Aber nein, sagte er, das werde nicht passieren.
Am nächsten Tag tauchte der Mann wieder auf und fragte Oryx, ob sie ein bisschen Geld verdienen wolle, viel mehr Geld als mit dem Verkauf von Rosen. Es war ein langer, haariger, weißer Mann mit starkem Akzent, aber sie verstand, was er sagte. Diesmal ging Oryx mit ihm. Er hielt ihre Hand, und sie fuhren mit dem Aufzug – und hier fürchtete sie sich, denn das war eine enge Kammer, deren Türen sich schlossen, und wenn sie sich wieder öffneten, war man anderswo, und davon hatte Onkel En nichts gesagt. Sie spürte ihr Herz klopfen. »Hab keine Angst«, sagte der Mann, der dachte, sie habe Angst vor ihm. Aber es war genau umgekehrt, er hatte Angst vor ihr, denn seine Hand zitterte.

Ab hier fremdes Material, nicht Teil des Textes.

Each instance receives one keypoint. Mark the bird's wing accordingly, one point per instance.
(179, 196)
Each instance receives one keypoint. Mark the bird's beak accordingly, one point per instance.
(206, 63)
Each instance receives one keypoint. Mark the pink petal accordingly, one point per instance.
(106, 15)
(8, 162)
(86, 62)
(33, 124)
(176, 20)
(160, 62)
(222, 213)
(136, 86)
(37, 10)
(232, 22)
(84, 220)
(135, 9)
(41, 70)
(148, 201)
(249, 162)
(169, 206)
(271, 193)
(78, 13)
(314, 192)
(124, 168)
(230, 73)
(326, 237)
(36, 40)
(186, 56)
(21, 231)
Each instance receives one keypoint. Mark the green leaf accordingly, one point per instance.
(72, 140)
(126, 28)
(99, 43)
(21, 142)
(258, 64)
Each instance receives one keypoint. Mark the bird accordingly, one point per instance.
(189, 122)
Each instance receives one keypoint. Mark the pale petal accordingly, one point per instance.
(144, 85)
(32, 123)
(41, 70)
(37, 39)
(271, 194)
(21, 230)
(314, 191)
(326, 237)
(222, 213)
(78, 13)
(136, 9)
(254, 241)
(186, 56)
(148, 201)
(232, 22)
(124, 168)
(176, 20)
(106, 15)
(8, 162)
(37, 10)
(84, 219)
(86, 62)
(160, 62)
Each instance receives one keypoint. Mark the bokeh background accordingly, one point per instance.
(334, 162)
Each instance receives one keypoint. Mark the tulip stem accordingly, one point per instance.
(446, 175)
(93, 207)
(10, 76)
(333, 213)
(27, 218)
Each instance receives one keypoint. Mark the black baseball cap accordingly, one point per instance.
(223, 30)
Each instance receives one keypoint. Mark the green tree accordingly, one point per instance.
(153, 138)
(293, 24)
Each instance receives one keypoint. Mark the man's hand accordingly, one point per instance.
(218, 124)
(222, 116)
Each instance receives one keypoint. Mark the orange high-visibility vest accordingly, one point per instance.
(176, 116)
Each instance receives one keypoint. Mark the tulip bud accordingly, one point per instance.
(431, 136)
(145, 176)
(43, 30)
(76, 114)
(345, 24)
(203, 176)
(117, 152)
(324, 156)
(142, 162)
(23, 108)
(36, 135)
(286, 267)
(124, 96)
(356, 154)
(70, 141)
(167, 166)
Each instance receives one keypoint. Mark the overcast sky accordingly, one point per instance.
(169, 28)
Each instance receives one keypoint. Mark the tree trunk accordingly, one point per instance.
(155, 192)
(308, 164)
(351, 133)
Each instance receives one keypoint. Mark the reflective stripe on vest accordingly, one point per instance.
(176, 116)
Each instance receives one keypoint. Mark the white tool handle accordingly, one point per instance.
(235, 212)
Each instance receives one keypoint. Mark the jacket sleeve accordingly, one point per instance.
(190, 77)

Mit einem Schlüssel sperrte er eine Tür auf, sie traten ein, und er schloss die Tür hinter ihnen wieder ab. Sie standen in einem malven- und goldfarbenen Zimmer mit einem riesigen Bett darin, einem Bett für Riesen, und der Mann forderte Oryx auf, ihr Kleid auszuziehen.

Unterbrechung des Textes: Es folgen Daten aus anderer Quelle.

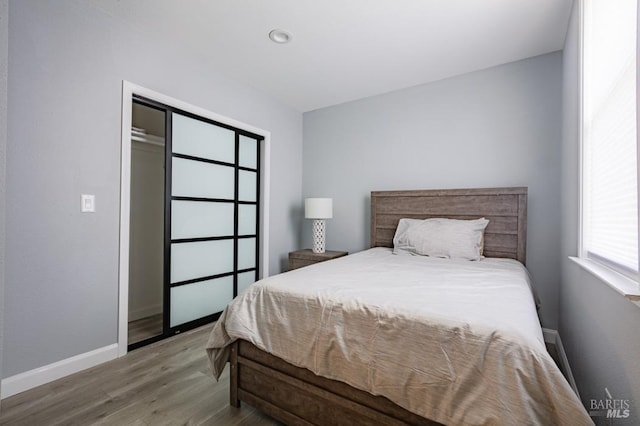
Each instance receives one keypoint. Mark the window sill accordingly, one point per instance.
(621, 284)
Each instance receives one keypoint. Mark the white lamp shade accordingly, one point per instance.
(318, 208)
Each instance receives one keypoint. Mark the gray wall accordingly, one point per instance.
(496, 127)
(4, 55)
(598, 327)
(67, 62)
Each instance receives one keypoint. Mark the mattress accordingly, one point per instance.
(454, 341)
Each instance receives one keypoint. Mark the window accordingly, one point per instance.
(609, 135)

Oryx war folgsam und tat, was ihr befohlen wurde. Sie hatte eine ungefähre Vorstellung davon, was der Mann sonst noch wollen könnte –
die anderen Kinder wussten bereits Bescheid über solche Dinge, besprachen sie freimütig und lachten darüber. Die Leute zahlten eine Menge Geld für Dinge von der Art, wie dieser Mann sie wollte, und es gab bestimmte Orte in der Stadt, die Männer wie er aufsuchen konnten; aber manche wollten nicht dorthin, weil es ihnen zu öffentlich war und sie sich schämten, und zogen es törichterweise vor, die Sache selbst in die Hand zu nehmen, und zu dieser Sorte gehörte auch der haarige Weiße. Oryx wusste also, dass der Mann sich jetzt selbst ausziehen würde, jedenfalls teilweise, und das tat er und schien erfreut, als sie auf seinen Penis starrte, der lang und haarig war wie er selbst, mit einem Knick wie ein kleiner Ellenbogen. Dann kniete er vor ihr nieder, bis er auf ihrer Höhe war, sein Gesicht dicht neben dem ihren.
Wie sah dieses Gesicht aus? Oryx erinnerte sich nicht. Sie erinnerte sich an die Besonderheit des Penis, aber nicht an die Besonderheit seines Gesichts. »Es war wie kein Gesicht«, sagte sie. »Es war ganz weich, wie ein Knödel. Mit einer großen Nase darin, einer Karottennase.« Sie lachte, beide Hände vor dem Mund. »Nicht wie deine Nase, Jimmy«, fügte sie hinzu, für den Fall, dass er es persönlich nahm. »Deine Nase ist sehr schön. Es ist eine süße Nase, glaub mir.«
»Ich tu dir nicht weh«, sagte der Mann. Sein Akzent war so lächerlich, dass Oryx kichern wollte, aber das wäre falsch, das wusste sie. Sie lächelte ihr scheues Lächeln, und der Mann nahm ihre Hand und legte sie auf sich. Er tat es eigentlich ganz sanft, wirkte dabei aber zornig.
Zornig und in Eile.
In diesem Moment stürzte Onkel En plötzlich ins Zimmer. Wie kam das? Offenbar hatte er einen Schlüssel, jemand im Hotel musste ihm einen Schlüssel gegeben haben. Er hob Oryx auf und umarmte sie, nannte sie seinen Goldschatz und schrie den Mann an, der sehr verängstigt schien und hastig in seine Kleider fuhr. Er verfing sich aber in seiner Hose und hüpfte auf einem Fuß herum, während er mit seinem schlechten Akzent etwas zu erklären versuchte, und Oryx hatte Mitleid mit ihm. Dann gab der Mann Onkel En Geld, viel Geld, alles, was er in seiner Brieftasche hatte, und Onkel En verließ das Zimmer mit Oryx in den Armen wie eine kostbare Vase, noch immer murrend und mit finsterer Miene. Aber draußen auf der Straße lachte er und machte sich über den Mann lustig, der in seiner verwickelten Hose herumgehopst war, und zu Oryx sagte er, sie sei ein braves Mädchen, und ob sie dieses Spiel nicht noch öfter spielen wolle?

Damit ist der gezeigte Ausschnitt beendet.